Tokyo vs. NYC
Unlike the first US outpost of Afuri, the Ikinari Steak that popped-up near St. Marks in that international chain mini-district held down by Ippudo and Tim Ho Wan, was almost identical to the one I visited in Shibuya, just swapping Japanese staff for locals. Oh, and also that it was at capacity while the similarly sized Tokyo branch was maybe one-third full also around 6pm on a Friday night. A line started to form at the cutting and weighing counter and a good-natured staff member who was acting as ring-master, shouted a few times, “Stand close to the wall as you can!” which definitely wouldn’t happen in Japan, though no one seemed to mind.
Four cuts of steak were offered in Japan: rib-eye, tenderloin, US Angus beef sirloin, and Japanese beef sirloin. Hamburg was also an option–hamburg steak is rampant in Japan–but maybe that doesn’t translate to the US. I chose the latter, 200 grams, and the most expensive at 10 yen per gram. The US is also using grams (though they provide a handy conversion table on the menu) and lists rib-eye, filet, sirloin, and a combo of scraps. I went with the cheapest cut, sirloin at 8 cents a gram, also 200 grams. I paid roughly the same price: $17 in Tokyo and $16 in NYC but clearly the US’s prices are higher. Both are non-tipping restaurants, though, which I love.
Tokyo vs. NYC
You’ll get the same corn on the side, browned garlic and butter on top, and onions underneath, which get great char as they mingle with the juices. This is not dry-aged prime steak, though it’s not quite the Tad’s (r.i.p.) of Japan either. The sirloin was not supermarket steak bland, picking up smoke from the grill, and the little rim of fat adding extra lushness (if you prefer lean, just ask the butcher to remove it). You can add garlicky soy-based “J-sauce,” garlic paste, mustard, and wasabi, which are stationed at the standing tables. I don’t recall that it was recommended you order your steak rare in Japan–there are lots of signs stating this in NYC–I ordered medium rare both times. Rice and salad (radish or green) are extra. I skipped salad this time because I don’t care about roughage, but they are selling bottled dressing at the register so I guess someone likes it.

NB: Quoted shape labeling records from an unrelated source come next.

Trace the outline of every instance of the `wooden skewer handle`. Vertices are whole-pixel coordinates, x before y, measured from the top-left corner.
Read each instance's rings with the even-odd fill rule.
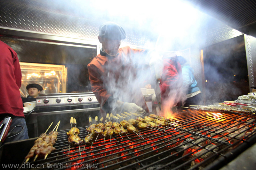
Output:
[[[109,113],[107,113],[107,115],[106,116],[106,119],[108,119],[108,117],[109,116]]]
[[[128,113],[126,112],[124,112],[124,113],[126,115],[128,115],[128,116],[131,116],[132,115],[130,114],[130,113]]]
[[[117,116],[117,117],[118,117],[118,118],[119,118],[120,119],[121,119],[121,118],[122,118],[122,119],[125,119],[125,117],[124,117],[122,116],[120,116],[120,115],[119,114],[116,114],[116,116]]]
[[[114,118],[116,119],[116,122],[118,122],[119,121],[119,118],[116,116],[114,116]]]
[[[127,115],[125,115],[125,114],[124,114],[123,113],[121,113],[121,115],[122,115],[122,116],[124,116],[124,117],[128,117],[128,116],[127,116]]]
[[[74,118],[73,117],[71,117],[70,118],[70,124],[73,124],[73,120],[74,120],[73,119],[74,119]]]

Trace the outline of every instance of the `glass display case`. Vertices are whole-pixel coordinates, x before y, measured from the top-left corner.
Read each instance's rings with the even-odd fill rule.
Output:
[[[67,69],[65,65],[20,62],[22,79],[20,89],[21,97],[28,95],[26,89],[30,84],[43,88],[41,93],[66,93]]]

I also love the foldable baskets for storing your coat and bag, found at Japanese restaurants everywhere, some taking the form of little hammocks adhered to the bottoms of bar stools, though there was only one allotted for my face-to-face solo standing table, and the gentleman before me had commandeered it. (I’m also in love with the current season of Baskets, just FYI. Louie Anderson is genius as Christine.)
You verbally tell the meat cutter what you want here while you brought a little wipe-off card, filled out by a server, to the counter in Japan. This wouldn’t be a bad idea in NYC since I had to repeat myself a few times and with the crowds, the staff has high potential to become overwhelmed.
They really think of everything
Tokyo vs. NYC
I did not eat at this Bunkyo branch (there are over 100 locations in Japan) but I only just noticed the same style basket outside with what I assume to be clothing freshener. The East Village facade is more minimal, no menus out front, though there is a photo, out of frame, of the same executive chef.
I haven’t even mentioned the standing concept yet because it’s not really that weird, though Americans prefer to sit even for tapas. There’s no one rushing you, and you can have your steak re-heated if it gets cold. Of course, it’s not leisurely either, and supposedly the price reflects the high turnover. This also reminds me that the Japanese Michelin-quality standing restaurant that was promised for Manhattan in 2013 never came to fruition. Perhaps the seeming success of Inkinari Steak may pave the way for similar concepts.